While work had been done to put a seal around the Auckland border, "no policy will be iron-clad", she said.

There is still a lot of movement - essential workers, commuters and freight - all heavily restricted. Even then, the trip by the Auckland couple to their holiday home in Wanaka, that will now see them up before a court, shows the border rules are not being respected by all. That equals greater risk, even as police report generally high levels of compliance.

There is mounting pressure from regions which - have been free from Covid for months - do not accept the need for the same level of restrictions as places which have not.

The wage subsidy's available to any business suffering a certain loss of revenue while Auckland stays in those higher alert levels, which could include those in some southern hotspots, but that only goes so far. They will be looking for not only general business to resume under level 1 in their own backyard, but for Aucklanders to be free to travel and holiday away.

When asked about the connection between Auckland and alert level settings elsewhere, Ardern said the "tolerance for risk" had to be considered.

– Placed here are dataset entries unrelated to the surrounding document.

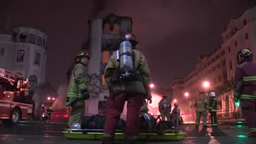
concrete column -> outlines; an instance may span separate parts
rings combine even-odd
[[[93,74],[100,76],[100,63],[101,61],[101,38],[102,35],[102,20],[100,19],[96,19],[91,20],[90,29],[90,59],[88,67],[88,73],[89,75]],[[90,82],[92,84],[92,82]],[[98,81],[94,82],[93,85],[99,85],[100,82]],[[98,90],[95,91],[97,92]],[[95,95],[94,94],[90,94],[91,95],[89,102],[86,103],[87,114],[98,114],[98,102],[99,100],[99,95]]]
[[[102,20],[100,19],[91,21],[90,36],[90,56],[89,70],[89,74],[100,74],[101,60],[101,37],[102,35]]]

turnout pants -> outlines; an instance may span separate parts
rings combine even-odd
[[[114,98],[109,96],[107,100],[106,119],[103,143],[114,143],[115,133],[124,103],[127,101],[127,116],[125,125],[125,143],[134,143],[139,134],[140,107],[145,99],[144,93],[116,93]]]
[[[196,125],[198,126],[200,124],[201,116],[203,117],[203,126],[207,125],[207,112],[206,111],[196,111]]]
[[[68,126],[71,126],[73,124],[81,123],[84,116],[85,103],[84,100],[76,99],[70,103],[71,113],[68,119]]]
[[[241,108],[249,127],[249,136],[256,137],[256,99],[241,100]]]
[[[211,111],[211,121],[212,121],[212,125],[216,126],[217,123],[217,111]]]

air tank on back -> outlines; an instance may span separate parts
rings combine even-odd
[[[125,73],[130,72],[133,68],[132,46],[128,41],[123,41],[119,45],[120,68]]]

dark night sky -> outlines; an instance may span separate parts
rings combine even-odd
[[[58,87],[87,38],[89,18],[112,12],[130,16],[153,81],[170,88],[172,78],[193,69],[201,53],[218,48],[231,15],[247,5],[247,0],[0,0],[0,31],[6,28],[8,13],[9,28],[41,23],[48,36],[46,81]]]

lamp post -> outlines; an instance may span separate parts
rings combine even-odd
[[[151,83],[150,85],[149,85],[149,87],[150,87],[151,89],[154,88],[154,86],[155,85],[153,83]]]
[[[208,96],[208,93],[207,92],[207,88],[210,86],[210,83],[207,81],[205,81],[203,83],[203,86],[205,88],[205,91],[206,91],[206,95]]]

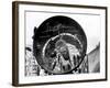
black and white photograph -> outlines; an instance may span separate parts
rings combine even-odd
[[[106,79],[106,8],[19,3],[19,84]]]

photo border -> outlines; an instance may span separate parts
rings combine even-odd
[[[88,79],[88,80],[70,80],[70,81],[52,81],[52,82],[35,82],[35,84],[19,84],[19,4],[35,4],[35,6],[51,6],[51,7],[66,7],[66,8],[84,8],[84,9],[102,9],[106,11],[106,78],[103,79]],[[108,79],[108,8],[97,6],[81,6],[81,4],[63,4],[63,3],[44,3],[44,2],[29,2],[29,1],[13,1],[12,2],[12,85],[13,86],[35,86],[35,85],[55,85],[55,84],[72,84],[72,82],[89,82],[103,81]]]

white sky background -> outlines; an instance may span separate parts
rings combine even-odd
[[[34,26],[38,28],[43,21],[51,16],[65,15],[77,21],[84,29],[87,36],[87,53],[92,51],[100,42],[100,15],[91,14],[69,14],[69,13],[44,13],[26,12],[25,13],[25,43],[32,45]]]

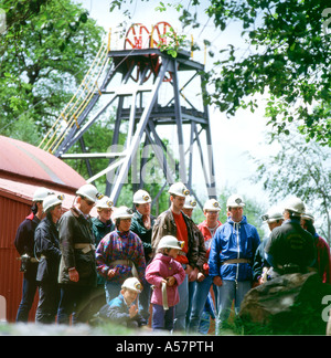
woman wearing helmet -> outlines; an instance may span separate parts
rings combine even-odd
[[[130,231],[132,210],[119,207],[114,213],[116,230],[107,234],[96,250],[97,272],[106,278],[106,301],[118,295],[126,278],[145,275],[142,242]]]
[[[51,194],[43,200],[46,217],[35,229],[34,251],[39,257],[36,281],[39,283],[39,304],[35,322],[53,324],[60,302],[57,283],[61,251],[58,244],[57,221],[62,217],[63,196]]]
[[[96,203],[97,218],[92,218],[92,230],[95,235],[95,246],[111,231],[115,230],[115,223],[111,220],[113,202],[108,197],[103,197]],[[105,277],[98,274],[97,287],[93,294],[92,310],[98,312],[106,304]]]

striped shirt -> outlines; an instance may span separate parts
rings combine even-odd
[[[107,276],[108,271],[115,267],[111,262],[116,260],[132,261],[139,278],[143,278],[146,268],[143,246],[139,236],[132,231],[119,232],[115,230],[108,233],[96,250],[97,272],[109,282],[124,283],[125,280],[132,276],[129,265],[116,265],[116,275],[113,278]]]

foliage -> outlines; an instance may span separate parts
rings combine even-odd
[[[45,134],[99,49],[104,31],[70,0],[0,0],[0,133],[21,116]]]
[[[276,156],[255,160],[257,173],[253,181],[261,181],[271,200],[284,200],[289,194],[301,198],[330,244],[331,150],[316,141],[308,146],[300,135],[293,135],[295,128],[291,133],[290,140],[285,134],[271,135],[271,141],[277,140],[281,149]]]

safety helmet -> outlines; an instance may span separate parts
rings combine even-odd
[[[132,217],[134,217],[132,209],[129,209],[127,207],[117,208],[114,215],[113,215],[114,220],[116,220],[116,219],[130,219]]]
[[[168,192],[170,194],[174,194],[174,196],[182,197],[182,198],[185,198],[186,196],[190,194],[190,190],[182,182],[173,183],[169,188]]]
[[[302,200],[297,197],[288,199],[284,206],[284,209],[288,211],[292,211],[293,213],[297,214],[301,214],[306,211]]]
[[[284,220],[284,215],[279,209],[271,208],[266,214],[261,215],[261,220],[266,222],[275,222],[277,220]]]
[[[43,201],[47,196],[54,192],[46,188],[38,188],[33,193],[32,201]]]
[[[43,200],[43,210],[46,212],[49,209],[56,207],[64,200],[64,194],[50,194]]]
[[[308,212],[308,211],[303,212],[301,214],[301,218],[305,219],[305,220],[309,220],[312,223],[314,222],[314,217],[313,217],[313,214],[311,212]]]
[[[192,196],[185,198],[184,209],[194,209],[196,207],[196,200]]]
[[[229,196],[226,201],[226,208],[244,208],[245,202],[243,201],[243,198],[238,194]]]
[[[151,202],[151,197],[146,190],[139,189],[135,192],[134,203],[141,204],[147,202]]]
[[[121,288],[128,288],[140,293],[142,291],[142,285],[137,277],[129,277],[122,283]]]
[[[205,210],[221,211],[220,202],[216,199],[209,199],[203,206],[203,211]]]
[[[97,200],[100,200],[104,194],[98,192],[97,188],[93,185],[84,185],[82,186],[77,191],[77,196],[87,198],[88,200],[96,202]]]
[[[184,241],[179,241],[172,235],[163,236],[158,245],[158,249],[178,249],[181,250],[184,246]]]
[[[95,204],[97,209],[110,209],[113,206],[113,201],[106,196],[98,200]]]

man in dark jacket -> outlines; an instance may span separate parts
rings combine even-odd
[[[305,204],[299,198],[289,199],[285,206],[284,223],[270,234],[265,252],[276,274],[306,273],[314,264],[313,236],[300,225],[303,212]]]
[[[14,245],[21,255],[21,271],[24,272],[22,301],[20,303],[17,322],[28,322],[29,313],[36,292],[38,261],[34,257],[34,231],[43,219],[43,200],[50,193],[46,188],[39,188],[33,194],[31,213],[21,222],[14,239]]]
[[[81,187],[76,194],[74,207],[58,222],[62,252],[58,324],[68,324],[73,313],[74,324],[86,323],[89,318],[90,294],[96,287],[95,238],[89,212],[102,194],[92,185]]]
[[[151,197],[146,190],[139,189],[134,194],[134,204],[136,211],[131,219],[130,230],[135,232],[141,240],[143,245],[143,254],[146,264],[152,257],[151,235],[156,218],[150,213]],[[149,304],[151,296],[151,285],[143,278],[143,291],[139,296],[139,305],[141,315],[148,322],[149,319]]]
[[[35,322],[55,323],[60,302],[57,283],[61,251],[56,223],[61,218],[64,196],[47,196],[43,201],[46,217],[35,229],[35,256],[39,260],[36,282],[39,284],[39,303]]]

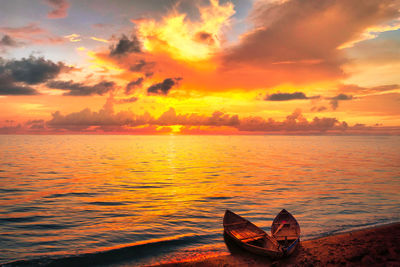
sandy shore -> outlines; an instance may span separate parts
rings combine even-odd
[[[227,256],[159,266],[400,266],[400,223],[308,240],[300,244],[291,257],[278,261],[231,248],[231,254]]]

"While you have an outbreak that is still producing cases ... mystery cases, which means people who aren't necessarily quarantined yet, and our risk tolerance for the ability of that to move through the country."

Different Australian states and other parts of the world showed how difficult it was to contain the virus through border controls, she said.

Ardern said New Zealand was a place with a a large amount of movement: "Every time we move alert levels and we need to give people a chance to get home, it took us 48 hours to put on enough planes to get some people out of parts of the country that they were in."

"We have a lot of freight movement, we have a lot of essential workers who for very good reason have an ability to move and it is not just into the immediate surrounding area."

Ardern said on Sunday Cabinet would be considering the latest advice and "just the relative risk to the rest of the country when we still have an active outbreak in Auckland".

"Yes - one where we know the majority of where those cases are coming from - but an active outbreak nonetheless."